Ô très heureuse Fille de David et d’Abraham, écoutez nos prières et rendez-vous favorable à nos demandes, et n’oubliez pas votre peuple : car il est de notre devoir de vous reconnaître et de vous appeler notre Mère, notre Dame et notre souveraine Princesse ; parce que de vous est né Celui que nous adorons pour notre Dieu et notre souverain Seigneur. Nous recourons à vous, à ce qu’il vous plaise de vous souvenir de nous, ô Très Sainte Vierge, qui êtes toujours restée très parfaitement Vierge, même après votre divin Enfantement. Et puisque vous êtes pleine de grâce, faites-nous part avec largesse de ces trésors immenses que vous possédez en considération de ces chétives louanges que nous tachons de vous donner. C’est un archange qui a dressé le premier panégyrique de vos louanges, et qui vous a porté cet honorable salut, disant : « Je vous salue, pleine de grâce, le Seigneur est avec vous ; et toutes les hiérarchies des anges vous bénissent et vous déclarent Bienheureuse, et disent que vous êtes bénie entre toutes les femmes et béni est le Fruit de votre ventre ». C’est de ces hiérarchies célestes que nous, qui vivons sur terre, avons appris à vous louer et exalter ; c’est de ces bienheureux esprits que nous empruntons ces paroles : « Soyez à jamais bénie, ô pleine de grâce ! Le Seigneur est avec vous ; intercédez pour nous, ô très chère Maîtresse ! Notre Dame, notre Reine et la très digne Mère de notre Dieu, d’autant que vous avez pris naissance parmi nous, et que Celui qui s’est revêtu de notre faible nature en vos chastes entrailles est notre vrai Dieu, auquel est dû toute Gloire, Louange et Honneur. Ainsi soit-il.
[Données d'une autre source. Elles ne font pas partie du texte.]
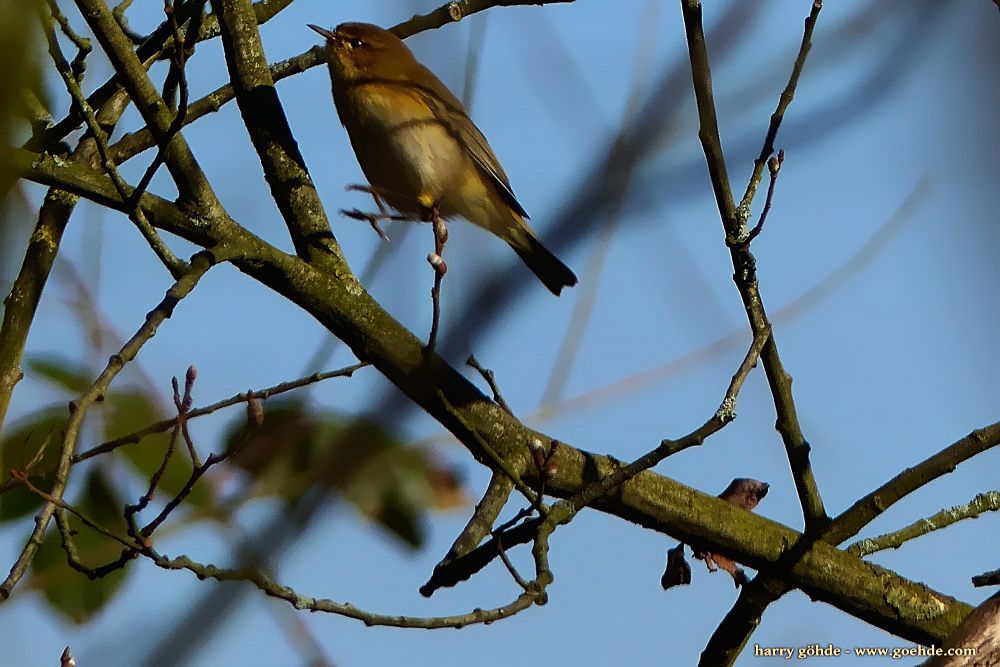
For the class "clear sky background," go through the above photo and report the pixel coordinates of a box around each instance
[1,0,998,665]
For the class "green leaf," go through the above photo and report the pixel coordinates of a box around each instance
[104,388,212,509]
[27,354,94,395]
[225,403,465,549]
[0,0,46,199]
[0,407,66,521]
[223,399,319,499]
[30,468,130,624]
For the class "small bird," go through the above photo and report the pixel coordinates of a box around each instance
[308,22,578,295]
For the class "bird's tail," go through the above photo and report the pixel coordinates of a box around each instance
[507,227,578,296]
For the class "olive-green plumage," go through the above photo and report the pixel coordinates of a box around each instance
[309,22,577,295]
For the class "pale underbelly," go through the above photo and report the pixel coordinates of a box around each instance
[347,118,477,218]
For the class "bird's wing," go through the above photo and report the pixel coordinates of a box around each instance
[411,66,530,219]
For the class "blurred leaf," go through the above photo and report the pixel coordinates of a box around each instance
[223,399,319,497]
[29,468,130,624]
[27,354,93,395]
[0,407,65,521]
[0,0,46,200]
[224,401,466,548]
[104,387,213,509]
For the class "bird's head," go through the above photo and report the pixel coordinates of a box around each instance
[308,22,416,82]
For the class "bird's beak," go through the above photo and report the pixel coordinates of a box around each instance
[307,24,337,41]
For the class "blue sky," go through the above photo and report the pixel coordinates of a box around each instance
[1,0,998,665]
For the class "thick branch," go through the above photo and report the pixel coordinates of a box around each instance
[8,137,974,647]
[210,0,339,264]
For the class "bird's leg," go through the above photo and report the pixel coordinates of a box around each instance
[340,184,421,241]
[425,205,448,354]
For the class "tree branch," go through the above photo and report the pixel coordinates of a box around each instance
[74,0,220,210]
[0,252,217,599]
[680,0,828,530]
[848,491,1000,558]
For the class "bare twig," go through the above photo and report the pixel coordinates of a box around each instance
[11,470,141,553]
[71,362,368,464]
[848,491,1000,558]
[494,530,532,592]
[47,1,92,81]
[681,0,828,532]
[564,327,768,513]
[730,150,783,248]
[171,368,201,467]
[829,421,1000,545]
[467,356,513,415]
[426,214,448,353]
[394,0,577,39]
[0,252,216,600]
[737,1,822,219]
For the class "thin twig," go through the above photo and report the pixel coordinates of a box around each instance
[565,326,768,514]
[10,471,142,553]
[47,1,92,82]
[72,362,369,464]
[730,150,783,248]
[829,421,1000,545]
[848,491,1000,558]
[681,0,828,531]
[426,214,448,353]
[737,1,822,219]
[171,370,201,467]
[0,252,215,600]
[494,530,532,592]
[467,356,513,415]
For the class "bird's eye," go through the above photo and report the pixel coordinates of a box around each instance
[350,38,364,49]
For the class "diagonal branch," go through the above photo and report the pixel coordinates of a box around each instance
[209,0,338,264]
[395,0,577,39]
[74,0,221,211]
[41,0,187,278]
[829,422,1000,544]
[106,0,578,167]
[848,491,1000,558]
[7,129,978,647]
[27,0,291,151]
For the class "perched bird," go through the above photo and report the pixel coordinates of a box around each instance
[308,22,578,295]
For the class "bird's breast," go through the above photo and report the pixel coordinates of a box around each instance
[339,83,468,214]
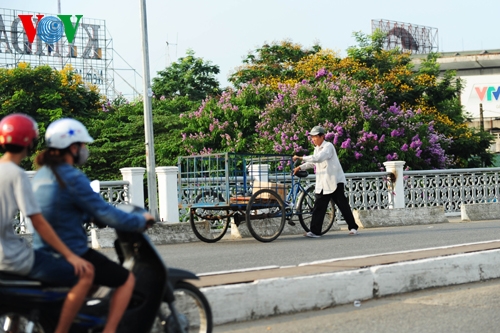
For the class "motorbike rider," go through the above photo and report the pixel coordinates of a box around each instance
[32,118,154,333]
[0,113,94,333]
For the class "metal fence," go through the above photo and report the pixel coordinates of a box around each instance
[177,166,500,221]
[404,168,500,213]
[98,167,500,220]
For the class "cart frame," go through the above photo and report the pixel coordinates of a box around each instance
[178,153,336,242]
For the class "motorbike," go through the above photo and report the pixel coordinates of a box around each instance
[0,205,213,333]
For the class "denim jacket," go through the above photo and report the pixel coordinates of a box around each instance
[32,164,146,256]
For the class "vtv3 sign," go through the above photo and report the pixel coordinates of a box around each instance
[475,86,500,102]
[18,14,82,44]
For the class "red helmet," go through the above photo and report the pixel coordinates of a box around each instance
[0,113,39,147]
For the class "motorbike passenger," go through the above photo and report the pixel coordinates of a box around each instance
[0,113,94,333]
[31,118,154,333]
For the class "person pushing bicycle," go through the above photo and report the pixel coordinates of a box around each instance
[293,126,359,238]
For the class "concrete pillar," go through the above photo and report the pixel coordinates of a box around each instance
[383,161,406,209]
[156,166,179,223]
[120,167,146,208]
[248,164,269,182]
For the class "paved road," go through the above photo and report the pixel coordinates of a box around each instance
[216,278,500,333]
[99,219,500,274]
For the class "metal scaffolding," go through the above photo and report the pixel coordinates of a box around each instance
[0,7,117,98]
[371,19,439,54]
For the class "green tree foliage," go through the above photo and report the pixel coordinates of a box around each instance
[84,95,186,181]
[85,51,223,180]
[223,34,493,168]
[0,63,101,170]
[152,49,220,106]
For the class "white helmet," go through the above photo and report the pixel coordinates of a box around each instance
[45,118,94,149]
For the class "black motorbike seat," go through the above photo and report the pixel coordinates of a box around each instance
[0,270,43,287]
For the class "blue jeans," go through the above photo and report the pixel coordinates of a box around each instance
[27,250,78,287]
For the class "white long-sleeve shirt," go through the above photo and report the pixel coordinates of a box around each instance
[300,141,346,194]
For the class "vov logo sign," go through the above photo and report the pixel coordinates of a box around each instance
[18,14,83,44]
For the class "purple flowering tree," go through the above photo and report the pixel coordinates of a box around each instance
[179,84,274,155]
[179,69,453,171]
[255,71,453,171]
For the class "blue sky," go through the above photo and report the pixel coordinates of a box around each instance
[5,0,500,97]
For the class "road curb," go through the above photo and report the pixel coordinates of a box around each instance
[371,249,500,297]
[202,247,500,326]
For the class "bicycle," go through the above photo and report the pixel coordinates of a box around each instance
[245,168,337,242]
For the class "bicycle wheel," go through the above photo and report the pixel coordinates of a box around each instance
[297,185,336,235]
[246,189,285,242]
[152,281,213,333]
[189,207,230,243]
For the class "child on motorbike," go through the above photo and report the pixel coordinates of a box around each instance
[0,113,94,333]
[31,117,154,333]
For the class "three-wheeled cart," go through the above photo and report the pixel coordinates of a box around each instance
[177,153,337,243]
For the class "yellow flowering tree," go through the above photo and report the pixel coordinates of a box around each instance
[229,40,324,89]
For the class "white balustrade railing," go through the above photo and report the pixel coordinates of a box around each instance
[99,180,130,205]
[403,168,500,213]
[17,163,500,232]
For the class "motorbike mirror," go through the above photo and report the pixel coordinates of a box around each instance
[90,180,100,193]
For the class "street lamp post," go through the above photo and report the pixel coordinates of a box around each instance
[139,0,159,219]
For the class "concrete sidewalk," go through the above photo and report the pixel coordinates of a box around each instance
[198,239,500,326]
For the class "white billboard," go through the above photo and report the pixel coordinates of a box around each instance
[460,75,500,119]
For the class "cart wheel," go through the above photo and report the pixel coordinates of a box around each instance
[246,189,285,242]
[189,208,230,243]
[297,185,336,235]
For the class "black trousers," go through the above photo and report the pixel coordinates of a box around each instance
[310,183,358,235]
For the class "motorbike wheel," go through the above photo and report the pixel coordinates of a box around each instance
[152,281,213,333]
[0,310,55,333]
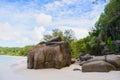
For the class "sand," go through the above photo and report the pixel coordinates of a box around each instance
[0,56,120,80]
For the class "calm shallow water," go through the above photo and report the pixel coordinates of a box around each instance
[0,55,26,64]
[0,55,27,80]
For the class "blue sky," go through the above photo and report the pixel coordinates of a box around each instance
[0,0,109,47]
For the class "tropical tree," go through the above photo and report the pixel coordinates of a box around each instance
[89,0,120,54]
[44,29,76,43]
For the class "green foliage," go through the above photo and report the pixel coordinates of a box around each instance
[107,37,119,53]
[44,35,53,41]
[63,29,76,43]
[96,0,120,41]
[85,0,120,55]
[44,29,76,43]
[71,53,81,58]
[71,37,91,56]
[71,0,120,56]
[0,45,33,56]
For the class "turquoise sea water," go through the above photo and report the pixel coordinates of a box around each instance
[0,55,17,62]
[0,55,26,64]
[0,55,27,80]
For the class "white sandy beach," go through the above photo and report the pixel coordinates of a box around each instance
[0,55,120,80]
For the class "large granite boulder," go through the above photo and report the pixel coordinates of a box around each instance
[82,61,116,72]
[106,55,120,70]
[27,36,71,69]
[86,55,120,70]
[81,55,120,70]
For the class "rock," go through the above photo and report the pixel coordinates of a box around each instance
[106,55,120,70]
[27,37,71,69]
[80,55,120,70]
[79,56,106,66]
[88,56,105,62]
[71,58,76,64]
[79,61,86,66]
[47,36,62,42]
[27,42,46,69]
[73,68,81,71]
[71,58,81,64]
[82,61,116,72]
[101,45,110,55]
[80,54,92,61]
[114,40,120,46]
[117,54,120,57]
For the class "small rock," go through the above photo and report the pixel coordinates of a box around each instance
[73,68,81,71]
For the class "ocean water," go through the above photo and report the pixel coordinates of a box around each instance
[0,55,27,80]
[0,55,26,64]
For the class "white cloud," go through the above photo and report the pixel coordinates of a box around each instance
[16,26,45,45]
[36,13,52,26]
[0,23,21,40]
[43,1,63,11]
[44,0,79,10]
[42,0,80,16]
[53,19,94,28]
[49,1,107,39]
[16,37,32,44]
[62,0,78,5]
[32,26,45,40]
[0,22,45,46]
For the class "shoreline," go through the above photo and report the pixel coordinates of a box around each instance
[0,56,120,80]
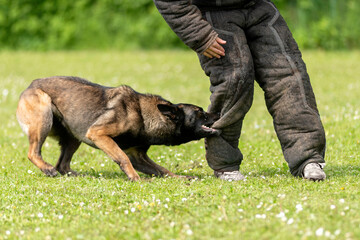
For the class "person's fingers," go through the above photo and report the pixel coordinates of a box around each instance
[202,37,227,59]
[208,49,221,58]
[209,45,225,57]
[215,37,227,45]
[203,51,213,58]
[203,48,220,58]
[213,37,226,53]
[214,45,225,55]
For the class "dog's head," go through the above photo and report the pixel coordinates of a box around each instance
[157,103,221,145]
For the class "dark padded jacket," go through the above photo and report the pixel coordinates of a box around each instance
[153,0,252,54]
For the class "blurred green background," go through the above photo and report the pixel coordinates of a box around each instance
[1,0,359,51]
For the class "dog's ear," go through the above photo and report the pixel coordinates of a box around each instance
[157,104,180,121]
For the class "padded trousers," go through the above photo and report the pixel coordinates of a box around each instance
[197,0,326,177]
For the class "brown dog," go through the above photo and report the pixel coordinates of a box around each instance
[16,76,220,181]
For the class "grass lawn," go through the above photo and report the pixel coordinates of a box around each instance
[0,50,359,240]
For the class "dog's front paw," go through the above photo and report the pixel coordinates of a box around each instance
[56,167,79,177]
[128,174,141,182]
[42,167,58,177]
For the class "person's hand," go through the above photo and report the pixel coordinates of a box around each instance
[203,37,226,59]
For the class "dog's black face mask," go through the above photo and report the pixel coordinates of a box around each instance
[179,104,220,138]
[157,103,221,145]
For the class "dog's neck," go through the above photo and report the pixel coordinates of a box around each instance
[139,96,177,140]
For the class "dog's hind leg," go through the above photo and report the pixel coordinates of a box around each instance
[55,134,81,176]
[125,147,175,177]
[126,147,196,179]
[16,89,58,177]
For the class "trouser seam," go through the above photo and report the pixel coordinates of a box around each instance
[263,0,320,118]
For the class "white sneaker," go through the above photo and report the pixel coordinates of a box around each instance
[214,170,245,181]
[303,163,326,181]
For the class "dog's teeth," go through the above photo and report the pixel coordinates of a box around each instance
[202,125,213,131]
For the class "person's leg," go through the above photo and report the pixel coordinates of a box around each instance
[245,0,326,179]
[197,9,255,179]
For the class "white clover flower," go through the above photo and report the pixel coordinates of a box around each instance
[296,204,303,213]
[276,212,287,222]
[186,229,193,236]
[277,194,286,199]
[266,205,273,211]
[255,214,266,219]
[2,89,8,97]
[38,213,44,218]
[315,228,324,236]
[276,212,285,218]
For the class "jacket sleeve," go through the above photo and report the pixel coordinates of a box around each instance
[153,0,218,54]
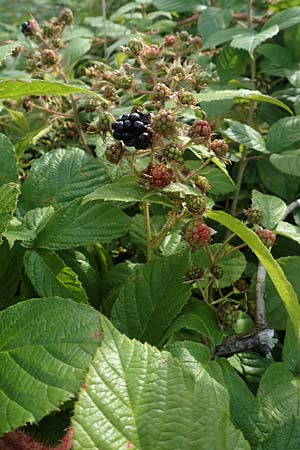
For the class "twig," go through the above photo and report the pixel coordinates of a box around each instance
[143,202,153,261]
[284,198,300,219]
[176,12,267,27]
[255,261,267,329]
[214,329,277,358]
[102,0,107,60]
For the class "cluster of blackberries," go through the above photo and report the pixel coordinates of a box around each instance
[21,22,32,35]
[112,111,151,149]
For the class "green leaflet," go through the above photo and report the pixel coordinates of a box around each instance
[0,80,103,100]
[24,249,89,304]
[0,183,20,244]
[72,316,250,450]
[0,298,101,435]
[195,89,293,114]
[251,190,287,229]
[19,148,110,214]
[111,252,192,345]
[33,199,131,250]
[0,133,18,186]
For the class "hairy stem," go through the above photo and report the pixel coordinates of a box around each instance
[143,202,152,261]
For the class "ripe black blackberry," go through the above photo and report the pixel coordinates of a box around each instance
[111,110,151,149]
[21,21,32,35]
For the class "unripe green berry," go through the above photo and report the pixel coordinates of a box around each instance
[184,266,204,282]
[152,83,171,102]
[152,110,177,136]
[210,264,223,280]
[163,145,184,163]
[128,38,144,56]
[218,302,238,329]
[177,89,197,106]
[115,75,134,90]
[244,207,263,225]
[186,195,206,215]
[105,141,125,164]
[194,176,211,193]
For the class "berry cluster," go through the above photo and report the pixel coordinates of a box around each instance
[256,228,276,247]
[112,111,151,149]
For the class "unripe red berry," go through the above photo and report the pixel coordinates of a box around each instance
[211,139,228,159]
[183,220,211,251]
[256,228,276,247]
[164,35,176,46]
[144,163,173,188]
[105,142,125,165]
[188,120,211,143]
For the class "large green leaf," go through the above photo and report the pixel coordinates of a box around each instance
[264,256,300,330]
[0,242,24,310]
[0,133,18,186]
[263,6,300,31]
[72,316,250,450]
[258,363,300,431]
[257,159,300,200]
[195,90,292,114]
[251,190,287,229]
[164,300,223,347]
[152,0,202,12]
[0,80,100,100]
[171,342,268,448]
[111,252,191,345]
[24,249,88,304]
[261,417,300,450]
[0,183,20,244]
[83,177,174,208]
[34,199,130,250]
[203,27,253,49]
[223,120,267,153]
[19,148,110,214]
[206,211,300,335]
[276,221,300,244]
[230,26,280,58]
[197,7,232,40]
[0,297,101,435]
[270,149,300,176]
[267,117,300,152]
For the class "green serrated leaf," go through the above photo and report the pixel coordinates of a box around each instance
[0,80,103,100]
[270,149,300,176]
[258,363,300,431]
[261,416,300,450]
[34,199,131,250]
[230,26,280,58]
[251,190,287,229]
[263,6,300,31]
[0,297,101,435]
[267,117,300,152]
[203,27,253,49]
[112,252,192,345]
[72,315,250,450]
[0,241,24,310]
[276,221,300,244]
[19,148,110,214]
[152,0,202,12]
[0,183,20,244]
[165,299,223,347]
[0,133,18,186]
[24,249,89,304]
[83,177,174,207]
[195,90,293,114]
[223,120,268,153]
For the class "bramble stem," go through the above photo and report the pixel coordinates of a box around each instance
[143,202,153,261]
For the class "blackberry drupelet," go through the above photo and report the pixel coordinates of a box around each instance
[112,110,151,149]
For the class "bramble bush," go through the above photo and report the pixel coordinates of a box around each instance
[1,1,300,449]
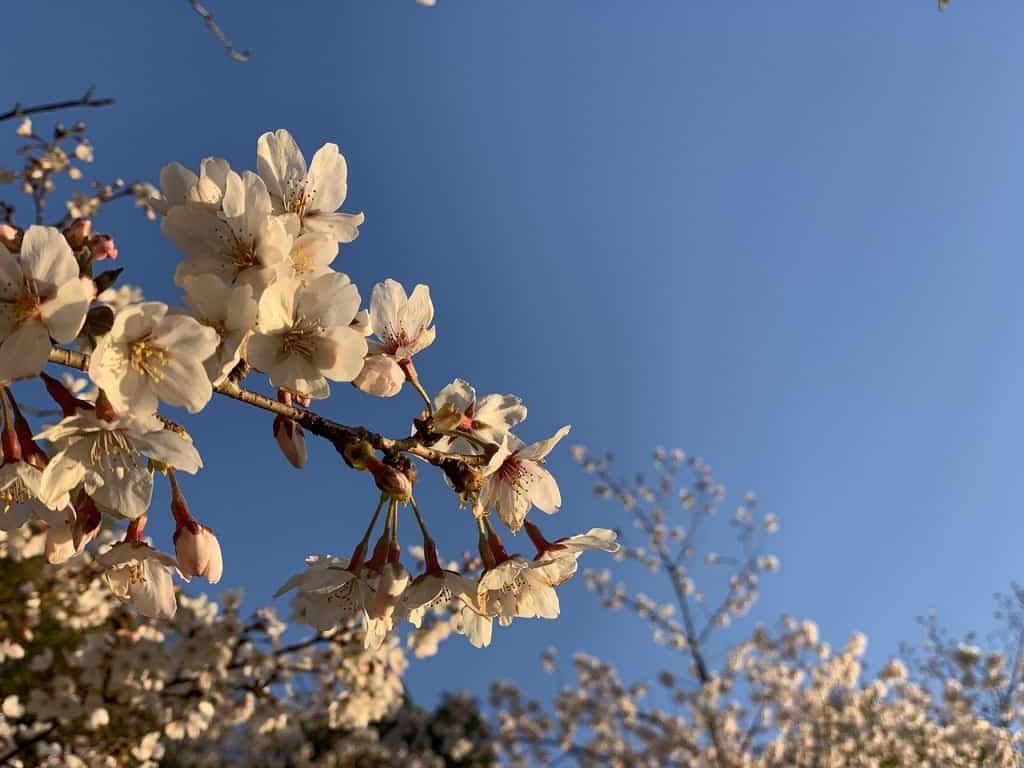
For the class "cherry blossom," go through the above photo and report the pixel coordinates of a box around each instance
[247,273,367,399]
[151,156,231,215]
[432,377,527,453]
[164,168,291,297]
[89,301,219,414]
[256,128,365,242]
[96,541,179,619]
[0,225,91,381]
[479,425,571,532]
[181,274,258,385]
[354,279,436,398]
[37,411,202,520]
[0,461,70,531]
[274,555,377,632]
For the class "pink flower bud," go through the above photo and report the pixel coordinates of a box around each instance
[174,523,223,584]
[273,415,307,468]
[88,234,117,261]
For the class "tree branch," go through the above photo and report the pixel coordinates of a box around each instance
[0,88,113,124]
[46,347,485,469]
[188,0,250,62]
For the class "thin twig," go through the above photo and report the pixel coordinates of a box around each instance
[188,0,250,62]
[0,87,113,124]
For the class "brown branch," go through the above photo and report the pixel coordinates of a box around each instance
[188,0,251,62]
[46,347,485,469]
[0,87,113,124]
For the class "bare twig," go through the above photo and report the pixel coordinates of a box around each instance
[188,0,251,62]
[0,87,114,124]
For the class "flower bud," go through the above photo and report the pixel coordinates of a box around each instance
[174,523,224,584]
[273,414,307,468]
[341,439,375,470]
[88,234,118,261]
[64,218,92,249]
[366,456,413,502]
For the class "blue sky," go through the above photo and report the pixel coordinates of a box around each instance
[3,0,1024,707]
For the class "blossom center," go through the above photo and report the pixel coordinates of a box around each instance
[225,238,260,277]
[281,320,323,360]
[90,429,140,472]
[0,477,32,506]
[285,176,313,219]
[130,340,169,382]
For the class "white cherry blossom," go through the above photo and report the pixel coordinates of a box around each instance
[0,225,91,381]
[274,555,377,632]
[0,461,71,531]
[398,567,478,629]
[479,425,571,532]
[181,274,258,385]
[96,541,179,619]
[247,273,367,399]
[151,157,231,215]
[89,301,219,414]
[256,128,365,242]
[164,169,291,297]
[37,411,202,521]
[364,562,411,649]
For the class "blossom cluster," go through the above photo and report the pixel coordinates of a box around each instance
[0,524,497,767]
[0,119,616,652]
[486,447,1023,767]
[3,444,1023,766]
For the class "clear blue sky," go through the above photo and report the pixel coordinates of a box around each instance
[3,0,1023,706]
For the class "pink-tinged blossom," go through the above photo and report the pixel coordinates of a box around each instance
[0,225,92,381]
[525,522,620,586]
[89,234,118,261]
[479,425,571,533]
[354,279,436,398]
[432,378,527,453]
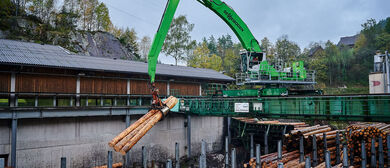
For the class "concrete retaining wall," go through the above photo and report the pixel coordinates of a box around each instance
[0,114,224,167]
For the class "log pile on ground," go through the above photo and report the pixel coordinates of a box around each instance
[346,123,390,167]
[233,118,308,128]
[244,122,390,167]
[108,96,178,155]
[92,162,123,168]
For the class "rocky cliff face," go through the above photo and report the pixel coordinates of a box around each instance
[0,17,135,60]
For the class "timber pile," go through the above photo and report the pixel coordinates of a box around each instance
[283,124,345,166]
[345,123,390,167]
[108,96,178,155]
[245,122,390,167]
[233,117,308,127]
[92,162,123,168]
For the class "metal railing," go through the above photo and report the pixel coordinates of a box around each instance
[0,92,200,109]
[180,94,390,121]
[236,70,316,85]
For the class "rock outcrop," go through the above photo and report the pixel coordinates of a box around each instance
[1,17,135,60]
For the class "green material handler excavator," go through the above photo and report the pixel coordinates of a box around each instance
[147,0,316,98]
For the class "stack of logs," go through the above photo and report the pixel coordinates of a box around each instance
[233,117,309,128]
[245,122,390,167]
[346,123,390,167]
[108,96,178,155]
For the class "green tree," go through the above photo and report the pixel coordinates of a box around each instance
[223,48,240,77]
[376,33,390,51]
[260,37,275,61]
[385,18,390,34]
[188,42,223,71]
[0,0,16,18]
[188,42,210,68]
[162,15,195,65]
[54,6,78,31]
[309,49,328,84]
[207,35,218,55]
[95,2,111,31]
[119,28,140,60]
[275,35,300,63]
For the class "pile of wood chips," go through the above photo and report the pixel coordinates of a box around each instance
[108,96,178,155]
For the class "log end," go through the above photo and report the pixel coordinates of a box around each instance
[120,149,127,155]
[114,145,121,152]
[108,141,115,147]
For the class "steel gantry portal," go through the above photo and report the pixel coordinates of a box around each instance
[179,94,390,122]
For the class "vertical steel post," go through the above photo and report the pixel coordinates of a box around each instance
[379,136,384,168]
[142,146,147,168]
[108,151,113,168]
[305,156,311,168]
[61,157,66,168]
[256,144,261,168]
[35,96,38,107]
[323,132,327,162]
[277,162,283,168]
[250,133,254,158]
[166,159,172,168]
[201,140,207,168]
[343,145,348,168]
[313,135,318,167]
[11,116,17,168]
[385,51,390,93]
[336,132,341,164]
[362,140,367,168]
[125,115,131,168]
[175,142,180,168]
[228,117,231,144]
[350,146,354,166]
[231,148,236,168]
[0,158,4,168]
[371,137,376,168]
[299,136,304,163]
[325,150,331,168]
[277,140,282,161]
[225,136,229,168]
[387,135,390,168]
[187,115,191,157]
[264,125,270,154]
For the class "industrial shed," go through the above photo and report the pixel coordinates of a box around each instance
[0,39,230,167]
[0,39,233,100]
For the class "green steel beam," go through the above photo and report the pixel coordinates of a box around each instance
[180,94,390,122]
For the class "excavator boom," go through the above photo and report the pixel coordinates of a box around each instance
[147,0,262,83]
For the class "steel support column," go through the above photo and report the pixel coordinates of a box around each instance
[187,115,191,157]
[250,133,254,158]
[175,142,180,168]
[227,117,231,144]
[108,151,113,168]
[125,114,131,168]
[11,114,17,168]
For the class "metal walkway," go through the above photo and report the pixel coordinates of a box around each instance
[180,94,390,122]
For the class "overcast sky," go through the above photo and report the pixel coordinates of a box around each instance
[100,0,390,65]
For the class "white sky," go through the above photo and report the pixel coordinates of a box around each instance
[100,0,390,65]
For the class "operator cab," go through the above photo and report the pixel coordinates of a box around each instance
[240,50,265,72]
Ô Très Sainte Vierge, écoutez nos prières, distribuez-nous les dons de vos tendresses, et donnez-nous part à l’abondance des grâces dont vous êtes remplie ! L’archange vous salue et vous appelle pleine de grâce : toutes les nations vous nomment Bienheureuse ; toutes les célestes hiérarchies vous bénissent, et nous qui sommes relégués dans la sphère terrestre, nous vous disons aussi : « Salut, ô pleine de grâce, le Seigneur est avec vous ; priez pour nous, ô Mère de Dieu ! Notre puissante Reine et notre auguste Souveraine ». Ainsi soit-il.

Oratio

Exáudi, quǽsumus, Dómine, preces nostras, quas in beáti Athanásii Confessóris tui atque Pontíficis sollemnitáte deférimus : et, qui tibi digne méruit famulári, eius intercedéntibus méritis, ab ómnibus nos absólve peccátis. Per Dóminum nostrum.

Oraison

Nous vous supplions, Seigneur, d’exaucer les prières que nous vous adressons en la solennité du bienheureux Athanase, votre Confesseur et Pontife, et de nous accorder, grâce aux mérites et à l’intercession de celui qui vous a si dignement servi, le pardon de tous nos péchés.

Antienne

Ã. O doctor optime, Ecclesiæ sanctæ lumen, beate Athanasi, divinæ legis amator, deprecare pro nobis Filium Dei.

Ã. Ô Docteur excellent ! lumière de la sainte Église, bienheureux Athanase, amateur de la loi divine, priez pour nous le Fils de Dieu.